The report tries to correct some of the narrative that has emerged since the attack. For example, committee members said that contrary to reports, the U.S. was not the only country to keep its mission in Benghazi open during the summer of 2012 — a claim some administration critics made in questioning why the American outpost remained in such a dangerous place.
The report also clears the military of a number of accusations, including that commanders blocked a relief effort and failed to get assets moving quickly enough. Investigators concluded that troops or aircraft that could have helped in that kind of situation were stationed too far away to come to the rescue.
In one stark revelation, the investigators said Gen. Carter Ham, who was in charge of U.S. Africa Command at the time, offered Mr. Stevens more security by extending the deployment of a military site security team.
The State Department had declined the extension, but Gen. Ham, after reading intelligence warnings, twice asked Mr. Stevens whether he wanted the site security team to remain.
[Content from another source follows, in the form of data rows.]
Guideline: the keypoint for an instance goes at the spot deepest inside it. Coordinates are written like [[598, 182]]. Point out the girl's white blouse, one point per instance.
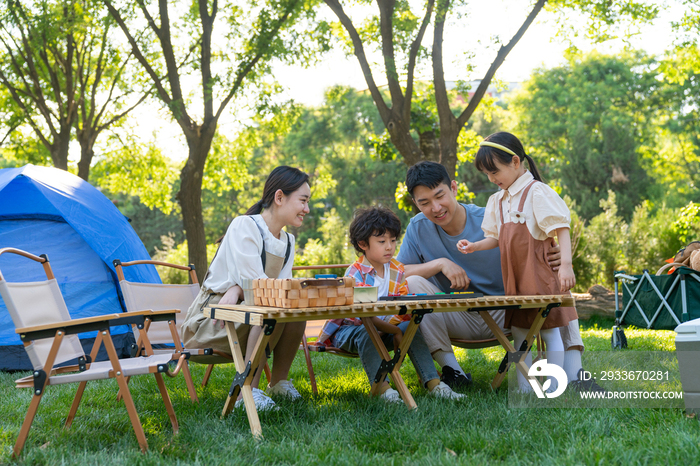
[[239, 254], [544, 211]]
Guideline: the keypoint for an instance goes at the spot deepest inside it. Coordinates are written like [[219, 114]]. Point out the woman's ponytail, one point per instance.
[[533, 168]]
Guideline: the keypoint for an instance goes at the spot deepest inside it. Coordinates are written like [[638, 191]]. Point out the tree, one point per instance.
[[589, 124], [224, 63], [62, 72], [400, 34]]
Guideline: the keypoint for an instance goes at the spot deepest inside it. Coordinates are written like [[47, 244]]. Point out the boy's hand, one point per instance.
[[567, 279], [465, 247]]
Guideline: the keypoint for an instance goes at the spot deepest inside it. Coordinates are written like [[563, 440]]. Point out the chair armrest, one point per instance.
[[69, 323], [89, 324], [166, 311]]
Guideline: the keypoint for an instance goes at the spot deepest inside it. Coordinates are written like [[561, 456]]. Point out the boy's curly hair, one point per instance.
[[374, 221]]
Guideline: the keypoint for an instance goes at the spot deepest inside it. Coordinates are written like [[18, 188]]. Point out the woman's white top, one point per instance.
[[239, 253], [543, 212]]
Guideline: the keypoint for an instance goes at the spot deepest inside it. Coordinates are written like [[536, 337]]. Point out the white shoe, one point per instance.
[[391, 396], [284, 388], [262, 401], [442, 390]]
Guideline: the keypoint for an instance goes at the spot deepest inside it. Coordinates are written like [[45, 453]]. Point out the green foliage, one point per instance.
[[609, 243], [138, 169], [176, 255], [589, 123], [151, 224], [332, 247]]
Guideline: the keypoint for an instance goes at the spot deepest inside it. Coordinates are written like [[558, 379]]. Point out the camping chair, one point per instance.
[[157, 296], [50, 338], [659, 302]]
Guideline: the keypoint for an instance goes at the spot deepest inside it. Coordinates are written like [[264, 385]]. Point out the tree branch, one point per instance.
[[248, 66], [386, 30], [359, 51], [205, 58], [445, 115], [500, 57], [162, 92], [413, 54]]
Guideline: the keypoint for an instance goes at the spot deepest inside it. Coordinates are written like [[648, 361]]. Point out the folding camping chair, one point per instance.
[[659, 302], [157, 296], [50, 338]]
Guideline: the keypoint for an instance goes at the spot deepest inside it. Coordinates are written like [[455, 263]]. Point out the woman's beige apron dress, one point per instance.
[[198, 331], [527, 272]]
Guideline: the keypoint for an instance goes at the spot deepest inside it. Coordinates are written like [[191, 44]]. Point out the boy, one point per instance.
[[373, 233]]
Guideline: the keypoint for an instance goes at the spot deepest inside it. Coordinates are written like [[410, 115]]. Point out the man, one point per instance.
[[433, 264]]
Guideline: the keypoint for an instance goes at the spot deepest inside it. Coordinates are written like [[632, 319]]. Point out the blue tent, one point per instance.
[[50, 211]]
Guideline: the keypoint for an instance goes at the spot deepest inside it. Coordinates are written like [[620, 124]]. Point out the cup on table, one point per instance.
[[248, 296]]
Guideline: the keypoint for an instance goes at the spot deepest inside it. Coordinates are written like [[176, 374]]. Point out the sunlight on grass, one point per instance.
[[344, 425]]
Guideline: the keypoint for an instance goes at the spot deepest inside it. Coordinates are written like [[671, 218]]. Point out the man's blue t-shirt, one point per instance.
[[425, 241]]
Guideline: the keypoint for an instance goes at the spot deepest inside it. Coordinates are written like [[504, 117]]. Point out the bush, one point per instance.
[[609, 244]]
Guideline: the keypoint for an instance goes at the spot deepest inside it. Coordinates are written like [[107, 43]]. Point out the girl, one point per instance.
[[255, 246], [519, 219]]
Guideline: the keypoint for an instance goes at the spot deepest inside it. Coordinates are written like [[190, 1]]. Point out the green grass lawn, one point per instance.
[[343, 426]]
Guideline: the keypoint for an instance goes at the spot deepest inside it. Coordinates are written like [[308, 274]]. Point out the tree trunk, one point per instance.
[[430, 146], [400, 133], [59, 148], [190, 198], [448, 147], [87, 144]]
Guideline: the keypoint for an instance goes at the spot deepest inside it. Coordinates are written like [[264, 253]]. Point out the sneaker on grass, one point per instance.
[[262, 401], [442, 390], [590, 385], [284, 388], [454, 379], [391, 396]]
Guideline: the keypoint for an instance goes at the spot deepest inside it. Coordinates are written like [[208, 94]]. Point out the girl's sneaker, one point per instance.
[[391, 396], [262, 401], [442, 390], [284, 388]]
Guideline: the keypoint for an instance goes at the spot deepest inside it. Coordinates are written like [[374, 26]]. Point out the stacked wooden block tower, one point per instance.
[[292, 293]]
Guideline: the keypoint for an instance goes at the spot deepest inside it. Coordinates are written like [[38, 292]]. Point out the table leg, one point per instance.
[[503, 340], [394, 374], [249, 365]]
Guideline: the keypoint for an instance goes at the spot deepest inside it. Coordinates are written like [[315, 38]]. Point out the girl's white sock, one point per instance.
[[447, 359], [519, 335], [572, 364], [555, 352]]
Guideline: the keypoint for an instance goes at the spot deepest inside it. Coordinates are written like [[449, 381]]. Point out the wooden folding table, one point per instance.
[[268, 317]]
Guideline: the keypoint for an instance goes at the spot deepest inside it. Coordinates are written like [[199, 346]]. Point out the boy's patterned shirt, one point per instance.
[[364, 274]]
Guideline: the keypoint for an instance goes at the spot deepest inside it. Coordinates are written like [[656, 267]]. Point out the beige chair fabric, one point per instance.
[[158, 297], [40, 303], [50, 337]]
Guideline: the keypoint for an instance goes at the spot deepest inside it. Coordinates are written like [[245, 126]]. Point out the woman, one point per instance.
[[255, 246]]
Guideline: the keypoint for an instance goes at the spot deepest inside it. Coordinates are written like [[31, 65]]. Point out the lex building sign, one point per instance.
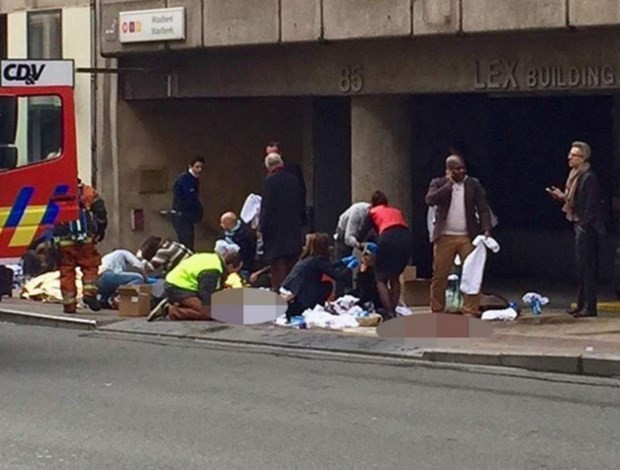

The ambassador declined both offers.
Republicans on the committee joined in the report's conclusions but submitted an addendum saying the findings didn't go far enough.
The Republican senators said the administration is still stonewalling a request for some documents and that some State Department officials involved in decision-making have refused to testify.
Others gave testimony that contradicted written documents or, in the case of Undersecretary of State for Management Patrick Kennedy, gave testimony that the senators said "was particularly specious."
"The Obama administration was more of a roadblock than a contributor," said Sen. Marco Rubio, Florida Republican and intelligence committee member.
Republicans also criticized the report for not paying more attention to the role of White House and State Department officials who pushed the intelligence community to blame protests rather than a coordinated terrorist assault.
"It is baffling how a fundamental, unclassified fact that was known to the [intelligence community] from the beginning was only communicated clearly to the American people by the administration after the issue had already been sufficiently muddled to result in confusion," said Sen. Susan M. Collins, Maine Republican and a member of the committee.